Des prélèvements sanguins et sur des ganglions ont été pris en attendant les résultats pour procéder à la vaccination adéquate. Des mesures prophylactiques ont été prises lors des cas suspects de peste des petits ruminants (PPR) et de fièvre aphteuse qui ont fait leur apparition vers le 24 décembre, notamment, l’interdiction de tout mouvement de bétails dans la transhumance et les marchés à bestiaux, l’incinération ou l’enfouissement des bêtes malades, nettoyage des moyens de transport des animaux pour éliminer toute bactérie susceptible de contaminer le cheptel, saupoudrer à la chaux et la sécurisation des enclos sur un rayon de 10 kilomètres pour éviter toute contamination. « L’éleveur doit être coopératif et compréhensif, car les conseils que nous lui donnons sont dans son intérêt. Il doit suivre à la lettre nos recommandations pour éviter une perte plus ou moins conséquente de son bétail », insiste la vétérinaire. Pour limiter les pertes, un traitement préventif est nécessaire. Et il ne s’agit pas d’importer un vaccin onéreux qui ne servira à rien au final. « Tout à fait.

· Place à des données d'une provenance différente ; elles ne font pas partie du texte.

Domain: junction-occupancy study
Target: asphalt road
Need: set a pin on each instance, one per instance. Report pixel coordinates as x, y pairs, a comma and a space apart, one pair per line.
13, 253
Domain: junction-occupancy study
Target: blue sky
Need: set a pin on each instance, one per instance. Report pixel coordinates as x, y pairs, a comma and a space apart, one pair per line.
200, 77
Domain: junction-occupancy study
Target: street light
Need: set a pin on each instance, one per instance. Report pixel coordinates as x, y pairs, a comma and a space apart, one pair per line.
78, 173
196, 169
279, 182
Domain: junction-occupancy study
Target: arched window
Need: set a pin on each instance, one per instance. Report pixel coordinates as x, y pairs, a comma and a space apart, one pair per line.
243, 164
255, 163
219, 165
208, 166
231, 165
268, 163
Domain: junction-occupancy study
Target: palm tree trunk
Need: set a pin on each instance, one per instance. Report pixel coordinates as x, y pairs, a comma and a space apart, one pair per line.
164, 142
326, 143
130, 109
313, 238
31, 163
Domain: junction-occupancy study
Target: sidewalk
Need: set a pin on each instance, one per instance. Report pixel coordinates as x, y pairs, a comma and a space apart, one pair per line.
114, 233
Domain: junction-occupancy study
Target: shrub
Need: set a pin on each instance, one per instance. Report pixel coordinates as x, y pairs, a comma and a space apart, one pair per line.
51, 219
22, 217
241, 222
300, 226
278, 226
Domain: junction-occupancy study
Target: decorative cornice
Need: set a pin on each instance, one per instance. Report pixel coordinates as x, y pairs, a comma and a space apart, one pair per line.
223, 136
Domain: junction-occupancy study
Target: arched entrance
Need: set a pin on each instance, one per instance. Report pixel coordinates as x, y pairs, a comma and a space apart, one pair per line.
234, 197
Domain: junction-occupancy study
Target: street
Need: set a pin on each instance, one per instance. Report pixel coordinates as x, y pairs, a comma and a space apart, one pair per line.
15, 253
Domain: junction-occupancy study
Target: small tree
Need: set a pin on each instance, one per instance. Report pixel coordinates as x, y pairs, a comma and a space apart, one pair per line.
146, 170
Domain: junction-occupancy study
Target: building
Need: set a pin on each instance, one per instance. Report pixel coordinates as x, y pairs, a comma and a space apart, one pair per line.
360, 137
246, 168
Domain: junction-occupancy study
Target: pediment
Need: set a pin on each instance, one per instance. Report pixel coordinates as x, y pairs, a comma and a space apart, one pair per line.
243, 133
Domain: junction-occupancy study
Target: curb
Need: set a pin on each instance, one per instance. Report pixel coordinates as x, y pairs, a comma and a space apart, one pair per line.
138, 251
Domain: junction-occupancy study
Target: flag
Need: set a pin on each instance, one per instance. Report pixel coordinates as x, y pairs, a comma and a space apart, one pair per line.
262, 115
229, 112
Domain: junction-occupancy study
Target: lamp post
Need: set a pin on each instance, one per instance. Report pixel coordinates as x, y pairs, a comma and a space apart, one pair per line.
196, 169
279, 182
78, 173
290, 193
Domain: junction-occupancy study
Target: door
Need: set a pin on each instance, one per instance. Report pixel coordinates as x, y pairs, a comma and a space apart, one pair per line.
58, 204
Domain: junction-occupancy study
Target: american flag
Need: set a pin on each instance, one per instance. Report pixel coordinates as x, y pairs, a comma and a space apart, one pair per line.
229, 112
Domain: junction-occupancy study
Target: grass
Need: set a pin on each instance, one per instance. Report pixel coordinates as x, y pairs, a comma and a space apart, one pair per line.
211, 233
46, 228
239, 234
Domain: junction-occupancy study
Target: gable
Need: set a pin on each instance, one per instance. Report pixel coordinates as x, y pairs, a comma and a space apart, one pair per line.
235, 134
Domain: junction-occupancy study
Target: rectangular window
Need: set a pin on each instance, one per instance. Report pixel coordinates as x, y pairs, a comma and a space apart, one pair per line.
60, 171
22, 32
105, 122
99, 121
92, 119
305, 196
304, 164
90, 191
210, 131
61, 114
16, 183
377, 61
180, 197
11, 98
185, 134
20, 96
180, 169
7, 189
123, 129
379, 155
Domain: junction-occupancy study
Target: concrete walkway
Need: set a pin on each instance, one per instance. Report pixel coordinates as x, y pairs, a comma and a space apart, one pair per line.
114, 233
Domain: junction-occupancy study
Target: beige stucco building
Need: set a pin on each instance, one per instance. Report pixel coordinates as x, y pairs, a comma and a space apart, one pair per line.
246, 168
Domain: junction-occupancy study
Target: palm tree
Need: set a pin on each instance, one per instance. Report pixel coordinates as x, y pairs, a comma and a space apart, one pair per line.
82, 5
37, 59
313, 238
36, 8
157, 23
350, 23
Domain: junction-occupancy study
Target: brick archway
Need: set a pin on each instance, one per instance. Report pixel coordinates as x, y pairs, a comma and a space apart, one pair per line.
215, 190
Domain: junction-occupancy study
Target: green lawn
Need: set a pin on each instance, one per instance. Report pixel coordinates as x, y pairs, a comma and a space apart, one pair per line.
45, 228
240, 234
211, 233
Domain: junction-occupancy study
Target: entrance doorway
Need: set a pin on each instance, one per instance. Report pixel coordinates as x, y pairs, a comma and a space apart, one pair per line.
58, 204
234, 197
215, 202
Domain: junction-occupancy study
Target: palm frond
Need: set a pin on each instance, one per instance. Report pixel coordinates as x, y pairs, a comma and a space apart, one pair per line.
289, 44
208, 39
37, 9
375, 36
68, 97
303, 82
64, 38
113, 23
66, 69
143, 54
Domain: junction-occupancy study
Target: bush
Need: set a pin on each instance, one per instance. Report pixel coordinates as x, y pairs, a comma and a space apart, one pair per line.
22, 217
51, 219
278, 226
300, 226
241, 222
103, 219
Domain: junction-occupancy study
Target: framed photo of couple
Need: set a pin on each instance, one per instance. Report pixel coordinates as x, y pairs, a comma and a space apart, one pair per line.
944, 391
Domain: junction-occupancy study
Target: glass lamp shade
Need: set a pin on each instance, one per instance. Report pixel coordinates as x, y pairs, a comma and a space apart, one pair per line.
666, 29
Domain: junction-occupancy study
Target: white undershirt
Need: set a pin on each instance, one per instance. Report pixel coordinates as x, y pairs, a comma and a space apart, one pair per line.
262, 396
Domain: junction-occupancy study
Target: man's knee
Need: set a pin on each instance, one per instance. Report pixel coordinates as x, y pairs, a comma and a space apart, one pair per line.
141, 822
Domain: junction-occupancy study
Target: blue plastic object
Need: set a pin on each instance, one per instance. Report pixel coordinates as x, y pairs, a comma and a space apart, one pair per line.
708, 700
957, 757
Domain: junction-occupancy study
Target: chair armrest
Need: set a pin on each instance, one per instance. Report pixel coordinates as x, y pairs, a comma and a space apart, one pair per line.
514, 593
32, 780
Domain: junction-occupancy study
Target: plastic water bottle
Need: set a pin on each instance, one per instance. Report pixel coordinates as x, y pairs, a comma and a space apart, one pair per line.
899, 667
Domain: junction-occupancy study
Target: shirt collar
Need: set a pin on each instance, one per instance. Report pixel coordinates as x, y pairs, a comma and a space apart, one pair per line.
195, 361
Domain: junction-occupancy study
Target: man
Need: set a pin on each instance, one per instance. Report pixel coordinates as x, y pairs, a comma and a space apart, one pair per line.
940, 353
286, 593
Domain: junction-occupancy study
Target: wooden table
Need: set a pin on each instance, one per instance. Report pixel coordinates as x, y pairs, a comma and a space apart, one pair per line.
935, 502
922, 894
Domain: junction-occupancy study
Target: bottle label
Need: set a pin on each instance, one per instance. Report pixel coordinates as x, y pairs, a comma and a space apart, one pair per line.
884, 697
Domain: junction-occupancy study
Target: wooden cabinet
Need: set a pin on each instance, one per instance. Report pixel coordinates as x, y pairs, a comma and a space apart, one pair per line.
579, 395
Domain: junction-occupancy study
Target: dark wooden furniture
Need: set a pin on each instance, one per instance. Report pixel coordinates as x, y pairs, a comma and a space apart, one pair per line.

Beaucoup ignorent que le coût du vaccin est onéreux, donc il faut en faire bon usage. Pour ce faire, nous avons procédé au prélèvement en attendant les résultats pour pouvoir identifier la bactérie incriminée avant de passer la commande de la quantité de vaccins à importer auprès d’une firme étrangère. En tous cas, nous sommes en alerte et à l’affut du moindre foyer suspect pour le juguler à temps », rassure-t-on.
M. A.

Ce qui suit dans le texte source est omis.